At the Renaissance Grand Hotel, which opened this month in St. Louis, for example, the strategy was to capitalize on both transient and group business, attracted by the property's 70,000 square feet of meeting space and location adjacent to the America's Center convention center. Yet, Renaissance, which is part of Marriott International, also has downtown St. Louis' extended stay market covered, thanks to the project's second component, the 165-suite Renaissance St. Louis Suites Hotel across the street from the 918-room Grand. The all-suite property opened last April.
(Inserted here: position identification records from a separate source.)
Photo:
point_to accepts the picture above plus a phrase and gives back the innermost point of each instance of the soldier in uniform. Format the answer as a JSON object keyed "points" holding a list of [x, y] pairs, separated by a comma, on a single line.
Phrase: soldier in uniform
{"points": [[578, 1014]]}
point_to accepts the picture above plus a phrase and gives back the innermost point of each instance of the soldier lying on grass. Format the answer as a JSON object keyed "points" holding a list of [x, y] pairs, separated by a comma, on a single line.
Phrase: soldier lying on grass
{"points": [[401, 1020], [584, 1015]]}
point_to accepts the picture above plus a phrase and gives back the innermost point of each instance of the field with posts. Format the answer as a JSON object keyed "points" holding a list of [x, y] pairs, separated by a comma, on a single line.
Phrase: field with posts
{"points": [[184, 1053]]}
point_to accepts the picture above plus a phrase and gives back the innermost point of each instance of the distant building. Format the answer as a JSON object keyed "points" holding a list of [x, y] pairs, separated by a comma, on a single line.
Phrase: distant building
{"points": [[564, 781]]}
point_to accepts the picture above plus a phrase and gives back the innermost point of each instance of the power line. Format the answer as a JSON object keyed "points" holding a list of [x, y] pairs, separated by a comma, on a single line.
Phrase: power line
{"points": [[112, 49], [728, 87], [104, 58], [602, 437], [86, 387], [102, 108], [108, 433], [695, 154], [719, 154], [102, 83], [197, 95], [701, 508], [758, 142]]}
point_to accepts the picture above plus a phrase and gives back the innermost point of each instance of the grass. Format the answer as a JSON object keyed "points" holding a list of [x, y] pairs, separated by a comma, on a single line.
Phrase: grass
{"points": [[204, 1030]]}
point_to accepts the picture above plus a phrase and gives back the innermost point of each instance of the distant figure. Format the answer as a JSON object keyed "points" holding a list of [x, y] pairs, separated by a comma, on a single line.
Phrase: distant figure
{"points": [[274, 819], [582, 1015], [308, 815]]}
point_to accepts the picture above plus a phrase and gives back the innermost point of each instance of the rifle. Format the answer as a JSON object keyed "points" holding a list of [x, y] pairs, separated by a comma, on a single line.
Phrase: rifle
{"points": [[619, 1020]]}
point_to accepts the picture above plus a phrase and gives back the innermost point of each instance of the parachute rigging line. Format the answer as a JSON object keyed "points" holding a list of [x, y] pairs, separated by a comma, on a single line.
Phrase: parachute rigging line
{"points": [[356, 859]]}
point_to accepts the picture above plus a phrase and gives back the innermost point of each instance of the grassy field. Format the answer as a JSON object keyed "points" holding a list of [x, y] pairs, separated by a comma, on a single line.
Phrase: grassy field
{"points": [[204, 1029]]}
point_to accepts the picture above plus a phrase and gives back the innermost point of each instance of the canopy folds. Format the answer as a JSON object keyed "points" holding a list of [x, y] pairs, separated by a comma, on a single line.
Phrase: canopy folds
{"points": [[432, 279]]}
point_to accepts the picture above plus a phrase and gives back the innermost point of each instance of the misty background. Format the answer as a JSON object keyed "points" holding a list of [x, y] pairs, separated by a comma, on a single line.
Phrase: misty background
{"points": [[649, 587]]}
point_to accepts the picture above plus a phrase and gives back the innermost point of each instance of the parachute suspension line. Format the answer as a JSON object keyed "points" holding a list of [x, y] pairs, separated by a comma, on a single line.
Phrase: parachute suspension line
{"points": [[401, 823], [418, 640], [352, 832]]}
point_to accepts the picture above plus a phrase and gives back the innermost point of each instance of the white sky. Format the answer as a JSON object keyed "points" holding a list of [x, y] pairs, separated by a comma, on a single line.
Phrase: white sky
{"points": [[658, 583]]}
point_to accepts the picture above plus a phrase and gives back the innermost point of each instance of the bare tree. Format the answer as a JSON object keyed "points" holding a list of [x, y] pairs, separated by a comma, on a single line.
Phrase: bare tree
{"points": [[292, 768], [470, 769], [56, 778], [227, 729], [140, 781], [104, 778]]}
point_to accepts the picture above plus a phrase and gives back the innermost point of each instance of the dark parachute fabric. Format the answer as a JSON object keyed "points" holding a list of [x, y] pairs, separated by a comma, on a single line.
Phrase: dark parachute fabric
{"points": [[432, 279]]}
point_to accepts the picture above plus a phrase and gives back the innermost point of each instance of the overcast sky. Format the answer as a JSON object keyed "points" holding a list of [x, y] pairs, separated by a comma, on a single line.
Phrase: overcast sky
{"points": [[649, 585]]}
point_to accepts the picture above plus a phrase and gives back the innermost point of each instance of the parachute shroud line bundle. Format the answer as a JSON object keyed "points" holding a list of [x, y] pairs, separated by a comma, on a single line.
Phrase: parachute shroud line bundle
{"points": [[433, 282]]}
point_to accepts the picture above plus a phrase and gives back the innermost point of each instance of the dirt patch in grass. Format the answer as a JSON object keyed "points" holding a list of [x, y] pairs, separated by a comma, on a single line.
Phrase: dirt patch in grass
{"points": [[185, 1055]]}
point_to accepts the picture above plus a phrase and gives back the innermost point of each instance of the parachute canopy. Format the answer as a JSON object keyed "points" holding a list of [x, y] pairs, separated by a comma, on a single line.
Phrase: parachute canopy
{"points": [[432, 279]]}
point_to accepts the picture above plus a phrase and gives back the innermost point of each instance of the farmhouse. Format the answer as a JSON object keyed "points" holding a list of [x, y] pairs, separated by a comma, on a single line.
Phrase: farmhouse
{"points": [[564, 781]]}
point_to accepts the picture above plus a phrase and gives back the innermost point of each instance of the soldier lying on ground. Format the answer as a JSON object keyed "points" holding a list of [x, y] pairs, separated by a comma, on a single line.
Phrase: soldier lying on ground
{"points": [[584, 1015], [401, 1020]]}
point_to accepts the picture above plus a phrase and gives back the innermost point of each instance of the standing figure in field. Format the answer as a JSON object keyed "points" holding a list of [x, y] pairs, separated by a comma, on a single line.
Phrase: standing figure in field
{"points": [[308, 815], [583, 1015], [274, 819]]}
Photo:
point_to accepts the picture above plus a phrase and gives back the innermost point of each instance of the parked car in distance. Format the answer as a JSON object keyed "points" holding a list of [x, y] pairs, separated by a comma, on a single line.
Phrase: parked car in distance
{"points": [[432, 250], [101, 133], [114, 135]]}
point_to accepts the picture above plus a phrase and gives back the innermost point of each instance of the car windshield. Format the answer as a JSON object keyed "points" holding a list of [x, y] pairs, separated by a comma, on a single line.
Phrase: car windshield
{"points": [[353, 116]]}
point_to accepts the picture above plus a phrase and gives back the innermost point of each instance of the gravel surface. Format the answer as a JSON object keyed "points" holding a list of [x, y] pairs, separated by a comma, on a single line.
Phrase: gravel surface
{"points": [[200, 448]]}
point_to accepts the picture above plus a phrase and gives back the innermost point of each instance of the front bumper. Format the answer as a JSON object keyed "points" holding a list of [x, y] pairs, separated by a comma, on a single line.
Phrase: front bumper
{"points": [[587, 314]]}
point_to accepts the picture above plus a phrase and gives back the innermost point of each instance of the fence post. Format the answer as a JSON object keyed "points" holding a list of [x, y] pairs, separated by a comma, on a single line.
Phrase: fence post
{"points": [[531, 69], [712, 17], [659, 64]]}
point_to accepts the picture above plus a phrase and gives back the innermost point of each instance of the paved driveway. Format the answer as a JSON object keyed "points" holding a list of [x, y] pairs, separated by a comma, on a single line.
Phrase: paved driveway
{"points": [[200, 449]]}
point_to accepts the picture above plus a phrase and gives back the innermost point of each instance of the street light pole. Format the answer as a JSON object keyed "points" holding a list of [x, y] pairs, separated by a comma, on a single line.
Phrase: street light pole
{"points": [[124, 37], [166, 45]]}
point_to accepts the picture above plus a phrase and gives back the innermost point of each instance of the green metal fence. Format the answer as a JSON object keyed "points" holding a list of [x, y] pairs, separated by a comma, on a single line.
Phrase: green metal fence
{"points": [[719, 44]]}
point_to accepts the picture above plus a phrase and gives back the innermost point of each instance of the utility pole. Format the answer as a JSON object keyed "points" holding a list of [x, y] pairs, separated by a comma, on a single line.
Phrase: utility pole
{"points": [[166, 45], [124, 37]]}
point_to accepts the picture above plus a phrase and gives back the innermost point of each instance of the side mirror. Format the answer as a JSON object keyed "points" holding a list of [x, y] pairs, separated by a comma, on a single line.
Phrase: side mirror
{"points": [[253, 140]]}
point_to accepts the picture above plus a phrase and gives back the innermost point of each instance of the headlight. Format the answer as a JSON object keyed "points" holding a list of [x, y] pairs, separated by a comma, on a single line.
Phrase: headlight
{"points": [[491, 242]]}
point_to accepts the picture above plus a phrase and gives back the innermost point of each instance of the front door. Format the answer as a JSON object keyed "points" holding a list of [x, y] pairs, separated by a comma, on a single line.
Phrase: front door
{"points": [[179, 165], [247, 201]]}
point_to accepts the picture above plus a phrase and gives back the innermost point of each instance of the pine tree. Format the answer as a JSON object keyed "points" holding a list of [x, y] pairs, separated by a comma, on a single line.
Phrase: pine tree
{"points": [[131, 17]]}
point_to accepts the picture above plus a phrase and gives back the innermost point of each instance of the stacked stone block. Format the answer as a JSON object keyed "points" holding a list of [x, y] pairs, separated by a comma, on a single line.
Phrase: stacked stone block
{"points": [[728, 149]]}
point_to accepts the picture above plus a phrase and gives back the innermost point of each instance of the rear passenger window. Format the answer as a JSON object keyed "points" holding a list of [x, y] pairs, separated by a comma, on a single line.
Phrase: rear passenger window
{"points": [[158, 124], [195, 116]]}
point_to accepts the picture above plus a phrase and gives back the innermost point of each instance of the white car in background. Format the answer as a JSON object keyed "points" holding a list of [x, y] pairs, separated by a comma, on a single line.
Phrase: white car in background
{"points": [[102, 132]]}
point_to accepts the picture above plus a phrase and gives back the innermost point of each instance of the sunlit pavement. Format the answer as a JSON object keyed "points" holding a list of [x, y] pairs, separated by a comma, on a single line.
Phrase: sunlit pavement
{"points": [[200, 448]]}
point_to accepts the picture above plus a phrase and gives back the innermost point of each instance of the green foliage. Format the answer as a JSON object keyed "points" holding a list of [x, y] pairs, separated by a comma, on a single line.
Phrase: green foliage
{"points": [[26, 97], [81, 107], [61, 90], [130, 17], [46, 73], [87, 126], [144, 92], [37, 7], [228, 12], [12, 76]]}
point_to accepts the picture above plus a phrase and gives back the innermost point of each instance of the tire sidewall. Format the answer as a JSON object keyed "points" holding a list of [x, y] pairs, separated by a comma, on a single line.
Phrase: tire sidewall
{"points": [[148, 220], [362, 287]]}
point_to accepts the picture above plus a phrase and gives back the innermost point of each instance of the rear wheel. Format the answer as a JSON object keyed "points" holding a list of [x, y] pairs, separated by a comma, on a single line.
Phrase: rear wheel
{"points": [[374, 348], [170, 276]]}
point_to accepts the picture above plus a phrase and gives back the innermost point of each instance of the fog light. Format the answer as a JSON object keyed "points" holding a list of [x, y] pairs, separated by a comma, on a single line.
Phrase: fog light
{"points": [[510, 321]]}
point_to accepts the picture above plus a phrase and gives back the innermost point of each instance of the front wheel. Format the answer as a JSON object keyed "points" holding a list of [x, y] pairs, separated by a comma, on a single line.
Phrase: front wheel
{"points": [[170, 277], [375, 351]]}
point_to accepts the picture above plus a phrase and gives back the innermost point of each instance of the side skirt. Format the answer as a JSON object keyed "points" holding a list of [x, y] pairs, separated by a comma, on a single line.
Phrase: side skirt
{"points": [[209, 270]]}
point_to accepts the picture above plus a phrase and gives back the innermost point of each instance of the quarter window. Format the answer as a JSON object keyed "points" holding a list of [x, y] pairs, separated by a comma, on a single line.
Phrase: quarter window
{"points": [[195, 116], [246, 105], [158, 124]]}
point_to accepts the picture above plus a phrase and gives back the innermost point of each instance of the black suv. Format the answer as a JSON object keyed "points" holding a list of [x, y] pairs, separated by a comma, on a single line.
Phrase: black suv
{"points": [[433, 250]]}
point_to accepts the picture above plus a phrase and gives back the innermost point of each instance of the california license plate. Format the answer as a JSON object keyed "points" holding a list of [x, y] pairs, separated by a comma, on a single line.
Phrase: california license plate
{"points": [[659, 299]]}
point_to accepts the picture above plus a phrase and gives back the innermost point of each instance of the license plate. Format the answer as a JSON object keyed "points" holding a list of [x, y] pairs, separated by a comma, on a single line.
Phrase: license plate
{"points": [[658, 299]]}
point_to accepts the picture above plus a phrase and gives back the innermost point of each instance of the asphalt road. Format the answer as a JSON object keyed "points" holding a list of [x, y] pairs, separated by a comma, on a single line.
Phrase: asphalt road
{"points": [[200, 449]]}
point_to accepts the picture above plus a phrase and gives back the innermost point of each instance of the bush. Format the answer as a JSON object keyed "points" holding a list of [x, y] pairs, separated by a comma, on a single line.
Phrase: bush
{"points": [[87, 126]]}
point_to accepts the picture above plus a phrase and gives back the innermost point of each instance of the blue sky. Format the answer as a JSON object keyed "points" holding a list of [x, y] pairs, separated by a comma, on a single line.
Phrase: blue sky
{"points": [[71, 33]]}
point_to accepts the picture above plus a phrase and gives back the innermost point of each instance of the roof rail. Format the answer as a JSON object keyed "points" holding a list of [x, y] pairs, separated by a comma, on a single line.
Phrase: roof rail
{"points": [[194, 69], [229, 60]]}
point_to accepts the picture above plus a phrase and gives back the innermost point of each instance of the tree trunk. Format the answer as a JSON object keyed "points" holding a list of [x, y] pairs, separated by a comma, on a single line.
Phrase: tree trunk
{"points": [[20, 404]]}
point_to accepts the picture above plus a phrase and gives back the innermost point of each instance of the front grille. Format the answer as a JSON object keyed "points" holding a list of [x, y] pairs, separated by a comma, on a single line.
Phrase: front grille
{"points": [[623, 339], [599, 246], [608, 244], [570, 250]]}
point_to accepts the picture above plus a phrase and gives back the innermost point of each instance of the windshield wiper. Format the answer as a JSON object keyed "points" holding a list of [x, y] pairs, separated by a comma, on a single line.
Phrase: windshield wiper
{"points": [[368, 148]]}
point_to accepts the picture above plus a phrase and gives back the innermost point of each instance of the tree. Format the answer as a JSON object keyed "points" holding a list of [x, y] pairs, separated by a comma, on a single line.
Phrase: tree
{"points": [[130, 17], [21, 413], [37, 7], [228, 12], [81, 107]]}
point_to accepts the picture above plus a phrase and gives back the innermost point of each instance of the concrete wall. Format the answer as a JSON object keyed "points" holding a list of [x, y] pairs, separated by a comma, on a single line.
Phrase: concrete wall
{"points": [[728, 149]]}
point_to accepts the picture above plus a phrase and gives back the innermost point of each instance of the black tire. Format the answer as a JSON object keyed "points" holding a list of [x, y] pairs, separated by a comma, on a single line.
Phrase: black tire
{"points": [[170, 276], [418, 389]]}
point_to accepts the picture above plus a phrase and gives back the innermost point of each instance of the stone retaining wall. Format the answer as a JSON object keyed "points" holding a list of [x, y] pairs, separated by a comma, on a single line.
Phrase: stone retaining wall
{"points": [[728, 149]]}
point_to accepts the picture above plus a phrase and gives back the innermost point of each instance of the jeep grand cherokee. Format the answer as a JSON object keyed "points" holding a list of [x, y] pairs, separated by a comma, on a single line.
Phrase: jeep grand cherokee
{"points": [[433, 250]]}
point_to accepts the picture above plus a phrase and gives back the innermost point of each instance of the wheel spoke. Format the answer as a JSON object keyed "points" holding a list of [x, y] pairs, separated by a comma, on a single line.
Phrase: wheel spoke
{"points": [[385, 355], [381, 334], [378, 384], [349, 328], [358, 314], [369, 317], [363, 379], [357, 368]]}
"In designing the project, we wanted to capture the extended stay as well as transient bookings, and understood that these travelers have their own requirements in terms of extra space and amenities they look for to make their trips successful," said Traci Russell, director of marketing for both components.
Hotels Renovate To Entice Clients
Existing hotels also have been broadening their reach. This month, the Grand Hyatt New York unveiled a new 5,000-sq.-ft. ballroom, with an additional 3,000 square feet of pre-function space fashioned out of a former restaurant. "In this market, we're trying to be less transient-oriented and more reliant on the group side," said Gary Dollens, vice president and managing director. "For a hotel with over 1,300 keys, we had only about 35,000 square feet of meeting space. The ratio of meeting space to guest rooms was on the low side."
Similarly, the desire for more—and enhanced—meeting space was a factor in the renovation completed last month at the venerable Eden Roc in Miami Beach, which also is part of Renaissance. "Among other changes, we did a major reconfiguration of our meeting space to create five new rooms that are appropriate as breakouts," said Randy Griffin, director of marketing. Griffin noted that flexible breakout space was a high priority for many groups, pharmaceutical companies especially.
Broadening the customer base was only one of the defensive strategies employed during the current downturn. For such established full-service brands as Sheraton Hotels & Resorts, the solution was to introduce a guest room refurbishment at the same time as a major quality improvement effort, which affected about 200 Sheratons in the United States and Canada.
"We knew for Sheraton to continue attracting the transient and group business we were used to would take a significant investment in the brand," said Tommy Morel, area director of sales and marketing for Starwood Hotels & Resorts in New Orleans. The 1,100-room Sheraton New Orleans was one of the first properties in the chain to get the upgraded Sheraton Sweet Sleeper bed and Ralph Lauren-inspired interior. "Not only does the investment serve us well right now in terms of the competition, but it positions us for when the market strengthens down the road," Morel said. The room renovations at the New Orleans property were completed in December, while an equally extensive meeting space expansion still is underway. The Sheraton Service Promise quality initiative, rolled out in September, compensates travelers when they encounter service glitches or other problems.
During 2002, the lodging industry did not see any industry-transforming mergers or acquisitions. However, two significant hotel management companies joined forces in August. The merger of MeriStar Hotels & Resorts and Interstate Hotels Corp. gave the combined entity, which kept the Interstate name, a portfolio of more than 400 hotels in North America and Europe. Marriott, Hilton and Starwood flags are among the 30 brands represented by the company.